Department of Computer Science, Faculty of EEMCS, University of Twente, 7522NB Enschede, The Netherlands.
Bioinformatics. 2024 Sep 1;40(Suppl 2):ii29-ii36. doi: 10.1093/bioinformatics/btae385.
Selective sweeps can successfully be distinguished from neutral genetic data using summary statistics and likelihood-based methods that analyze single nucleotide polymorphisms (SNPs). However, these methods are sensitive to confounding factors, such as severe population bottlenecks and old migration. By virtue of machine learning, and specifically convolutional neural networks (CNNs), new accurate classification models that are robust to confounding factors have been recently proposed. However, such methods are more computationally expensive than summary-statistic-based ones, yielding them impractical for processing large-scale genomic data. Moreover, SNP data are frequently preprocessed to improve classification accuracy, further exacerbating the long analysis times.

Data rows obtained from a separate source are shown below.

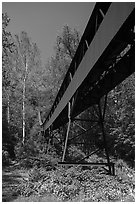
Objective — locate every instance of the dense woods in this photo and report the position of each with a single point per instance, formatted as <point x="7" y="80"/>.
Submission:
<point x="29" y="88"/>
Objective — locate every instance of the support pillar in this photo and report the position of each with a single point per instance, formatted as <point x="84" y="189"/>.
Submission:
<point x="67" y="134"/>
<point x="101" y="120"/>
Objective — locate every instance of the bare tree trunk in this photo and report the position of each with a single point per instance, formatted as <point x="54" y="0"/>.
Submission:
<point x="23" y="103"/>
<point x="8" y="111"/>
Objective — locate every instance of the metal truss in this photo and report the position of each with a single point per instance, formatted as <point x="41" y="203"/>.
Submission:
<point x="100" y="109"/>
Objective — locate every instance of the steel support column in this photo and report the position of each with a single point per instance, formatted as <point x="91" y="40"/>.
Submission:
<point x="101" y="121"/>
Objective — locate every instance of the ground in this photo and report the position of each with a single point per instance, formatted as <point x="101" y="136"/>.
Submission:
<point x="71" y="184"/>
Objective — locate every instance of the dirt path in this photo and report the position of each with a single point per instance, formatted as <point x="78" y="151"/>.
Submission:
<point x="11" y="178"/>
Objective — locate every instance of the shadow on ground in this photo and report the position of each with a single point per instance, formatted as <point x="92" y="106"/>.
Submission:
<point x="10" y="180"/>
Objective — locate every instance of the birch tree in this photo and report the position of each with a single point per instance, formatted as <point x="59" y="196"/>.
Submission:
<point x="26" y="53"/>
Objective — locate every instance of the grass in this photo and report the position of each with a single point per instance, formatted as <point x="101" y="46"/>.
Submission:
<point x="74" y="184"/>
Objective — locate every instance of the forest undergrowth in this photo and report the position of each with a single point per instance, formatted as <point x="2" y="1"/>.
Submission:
<point x="47" y="181"/>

To this end, we propose a 1D CNN-based model, dubbed FAST-NN, that does not require any preprocessing while using only derived allele frequencies instead of summary statistics or raw SNP data, thereby yielding a sample-size-invariant, scalable solution. We evaluated several data fusion approaches to account for the variance of the density of genetic diversity across genomic regions (a selective sweep signature), and performed an extensive neural architecture search based on a state-of-the-art reference network architecture (SweepNet). The resulting model, FAST-NN, outperforms the reference architecture by up to 12% inference accuracy over all challenging evolutionary scenarios with confounding factors that were evaluated. Moreover, FAST-NN is between 30× and 259× faster on a single CPU core, and between 2.0× and 6.2× faster on a GPU, when processing sample sizes between 128 and 1000 samples. Our work paves the way for the practical use of CNNs in large-scale selective sweep detection.
使用汇总统计和基于似然的方法可以成功区分选择清除与中性遗传数据,这些方法分析单核苷酸多态性 (SNP)。然而,这些方法容易受到混杂因素的影响,例如严重的种群瓶颈和古老的迁移。由于机器学习,特别是卷积神经网络 (CNN),最近提出了新的、对混杂因素具有鲁棒性的准确分类模型。然而,与基于汇总统计的方法相比,这些方法的计算成本更高,因此对于处理大规模基因组数据来说不切实际。此外,SNP 数据通常经过预处理以提高分类准确性,这进一步加剧了长分析时间。
为此,我们提出了一种基于 1D CNN 的模型,称为 FAST-NN,它不需要任何预处理,而只使用衍生等位基因频率,而不是汇总统计或原始 SNP 数据,从而产生样本大小不变、可扩展的解决方案。我们评估了几种数据融合方法来解释基因组区域内遗传多样性密度的变化(选择清除签名),并根据最先进的参考网络架构 (SweepNet) 进行了广泛的神经架构搜索。所得到的模型 FAST-NN 在所有具有混杂因素的具有挑战性的进化场景中的推断准确性都比参考架构高出高达 12%。此外,当处理大小在 128 到 1000 个样本之间的样本时,FAST-NN 在单个 CPU 核上的速度快 30 到 259 倍,在 GPU 上的速度快 2.0 到 6.2 倍。我们的工作为 CNN 在大规模选择清除检测中的实际应用铺平了道路。